Parallelization

Most of the heavy computation within diffxpy functions is carried out by batchglm. batchglm uses numpy and tensorflow for the run-time limiting linear algebra operations. Both tensorflow and numpy may show different parallelization behaviour depending on the operating system. Here, we describe how one can limit the number of cores used by diffxpy by controlling its dependencies, numpy and tensorflow. Note that these limits may not be necessary on all platforms. Secondly, also note that such limits lead to suboptimal performance given the total resources of your machine.

tensorflow

Tensorflow multi-threading can be set before batchglm (and therefore diffxpy) are imported into a python session. Accordingly, you have to restart your python session if you want to change the current parallelization settings. Parallelization of tensorflow can be controlled via the following two environmental variables: call:

# Before importing diffxpy.api or batchglm.api in your python session, execute:
import os
os.environ.setdefault("TF_NUM_THREADS", "1")
os.environ.setdefault("TF_LOOP_PARALLEL_ITERATIONS", "1")
import diffxpy.api as de

TF_NUM_THREADS controls the number of threads that are used for linear algebra operations in tensorflow, which controls parallelization during training. TF_LOOP_PARALLEL_ITERATIONS controls the number of threads which are used during tensorflow while_loops, which are used during hessian computation. Here, we set both to one so that only one thread is used by tensorflow within diffxpy.

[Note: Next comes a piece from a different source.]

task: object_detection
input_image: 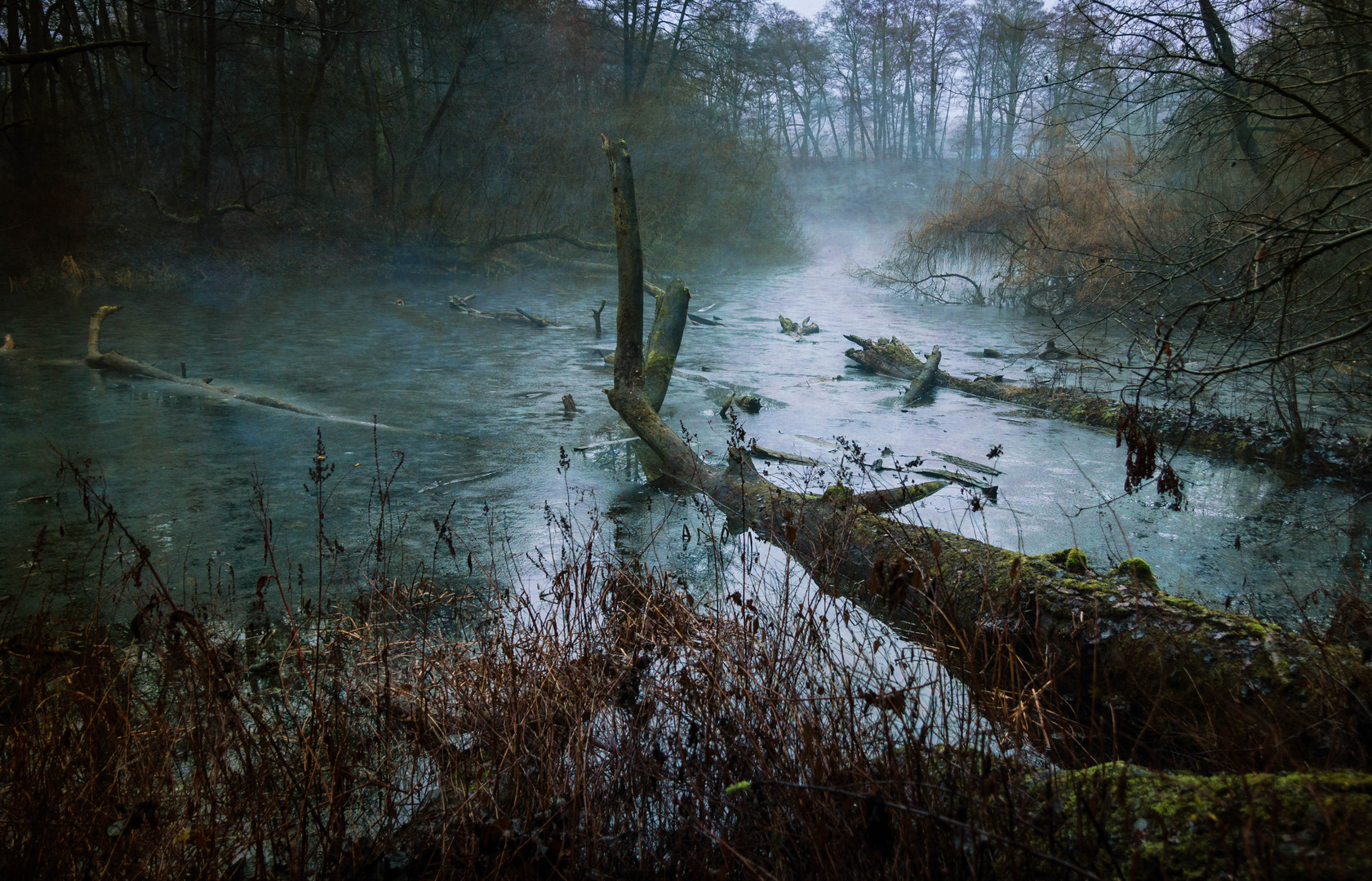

The environmental variables are checked upon loading of batchglm and are converted into package constants which control the parallelization behaviour of tensorflow. These package constants can also be set after package loading, but they do not affect the behaviour anymore once a tensorflow session was started once. If you want to set parallilzation behaviour after loading the package but before fist using it, you can therefore run: call:

import diffxpy.api as de
from batchglm.pkg_constants import TF_CONFIG_PROTO
TF_CONFIG_PROTO.inter_op_parallelism_threads = 1
TF_CONFIG_PROTO.intra_op_parallelism_threads = x
from batchglm.pkg_constants import TF_LOOP_PARALLEL_ITERATIONS
TF_LOOP_PARALLEL_ITERATIONS = x

where x is the number of threads (integer) to be used within diffxpy.

numpy/scipy

Numpy/scipy multi-threading in the linalg sub-modules can be controlled as follows in the shell in which the python session is started in which diffxpy is used (e.g. the shell from which jupyter notebook is called): call:

export MKL_NUM_THREADS=1
export NUMEXPR_NUM_THREADS=1
export OMP_NUM_THREADS=1

Here, we restricted the number of threads to be used by numpy to 1. Numpy is not used for the run-time determining parameter estimation steps so that a larger number of threads has little effect on the overall run time. So far, we have only observed this to be necessary on some linux operating systems.